Pathologic RFC1 repeat expansions do not contribute to the development of inflammatory neuropathies

Abstract

Biallelic expansions of the AAGGG repeat in the replication factor C subunit 1 (RFC1) have recently been described to be responsible for cerebellar ataxia, peripheral neuropathy and vestibular areflexia syndrome. This genetic alteration has also allowed genetic classification in up to one-third of cases with idiopathic sensory neuropathy. Here, we screened a well-characterized cohort of inflammatory neuropathy patients for RFC1 repeat expansions to explore whether RFC1 was increased from background rates and possibly involved in the pathogenesis of inflammatory neuropathy. A total of 259 individuals with inflammatory neuropathy and 243 healthy controls were screened for the AAGGG repeat expansion using short-range flanking PCR and repeat-primed PCR. Cases without amplifiable PCR product on flanking PCR and positive repeat-primed PCR were also tested for the mostly non-pathogenic expansions of the AAAGG and AAAAG repeat units. None of the patients showed biallelic AAGGG expansion of RFC1, and their carrier frequency for AAGGG was comparable with controls [n = 27 (5.2%) and n = 23 (4.7%), respectively; P > 0.5]. Data suggest that the pathologic expansions of AAGGG repeats do not contribute to the development of inflammatory neuropathies nor lead to misdiagnosed cases. Accordingly, routine genetic screening for RFC1 repeat expansion is not indicated in this patient population.

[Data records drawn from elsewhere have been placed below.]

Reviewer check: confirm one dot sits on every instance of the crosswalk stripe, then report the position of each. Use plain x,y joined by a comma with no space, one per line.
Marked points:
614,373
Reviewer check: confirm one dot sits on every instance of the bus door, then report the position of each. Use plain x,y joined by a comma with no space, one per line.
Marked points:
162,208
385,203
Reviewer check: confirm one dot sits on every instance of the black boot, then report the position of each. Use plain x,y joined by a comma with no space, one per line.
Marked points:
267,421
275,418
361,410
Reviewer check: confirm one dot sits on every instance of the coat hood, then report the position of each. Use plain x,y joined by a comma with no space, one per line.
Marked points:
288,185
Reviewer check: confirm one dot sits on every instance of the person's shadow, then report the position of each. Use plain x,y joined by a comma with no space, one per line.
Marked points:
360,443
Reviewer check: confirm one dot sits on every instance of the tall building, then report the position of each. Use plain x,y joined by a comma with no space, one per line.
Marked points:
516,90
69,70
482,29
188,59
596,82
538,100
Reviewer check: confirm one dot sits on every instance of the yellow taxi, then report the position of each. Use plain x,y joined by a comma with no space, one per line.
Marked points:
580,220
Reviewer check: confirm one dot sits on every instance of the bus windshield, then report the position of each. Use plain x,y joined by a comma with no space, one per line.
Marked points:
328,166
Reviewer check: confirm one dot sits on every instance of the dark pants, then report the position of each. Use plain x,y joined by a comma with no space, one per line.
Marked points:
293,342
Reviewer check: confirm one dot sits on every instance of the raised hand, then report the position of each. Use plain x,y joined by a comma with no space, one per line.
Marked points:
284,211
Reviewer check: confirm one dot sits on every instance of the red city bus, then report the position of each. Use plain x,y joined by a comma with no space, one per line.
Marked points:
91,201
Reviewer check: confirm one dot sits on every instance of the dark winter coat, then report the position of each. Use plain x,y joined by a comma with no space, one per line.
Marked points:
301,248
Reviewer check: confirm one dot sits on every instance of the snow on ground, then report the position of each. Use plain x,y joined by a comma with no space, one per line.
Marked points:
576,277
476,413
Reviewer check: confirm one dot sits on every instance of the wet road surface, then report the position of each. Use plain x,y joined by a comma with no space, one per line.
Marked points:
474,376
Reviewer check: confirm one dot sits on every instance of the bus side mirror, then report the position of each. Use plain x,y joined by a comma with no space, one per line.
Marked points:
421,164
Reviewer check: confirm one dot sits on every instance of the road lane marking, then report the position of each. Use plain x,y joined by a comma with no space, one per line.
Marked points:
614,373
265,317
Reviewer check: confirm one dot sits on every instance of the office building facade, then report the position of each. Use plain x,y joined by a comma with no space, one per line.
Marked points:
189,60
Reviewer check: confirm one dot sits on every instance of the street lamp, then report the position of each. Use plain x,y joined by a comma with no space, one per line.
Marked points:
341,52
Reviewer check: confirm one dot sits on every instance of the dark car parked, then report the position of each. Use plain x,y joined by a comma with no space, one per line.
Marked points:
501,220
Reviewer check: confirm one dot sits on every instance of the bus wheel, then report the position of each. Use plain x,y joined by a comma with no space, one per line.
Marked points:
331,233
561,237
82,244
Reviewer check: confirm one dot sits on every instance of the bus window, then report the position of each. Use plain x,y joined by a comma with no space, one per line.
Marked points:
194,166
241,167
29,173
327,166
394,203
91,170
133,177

Keywords: CANVAS; RFC1 disorder; chronic inflammatory demyelinating neuropathy; inflammatory neuropathies; multifocal motor neuropathy.

Graphical Abstract

Figure 1

Inflammatory neuropathy subgroups with patient numbers included in the study. AIDP, acute inflammatory demyelinating neuropathy; AN, autoimmune nodopathy; CIDP, chronic inflammatory demyelinating neuropathy; CCPD, combined central and peripheral demyelination; CISP, chronic immune sensory polyradiculopathy; MMN, multifocal motor neuropathy.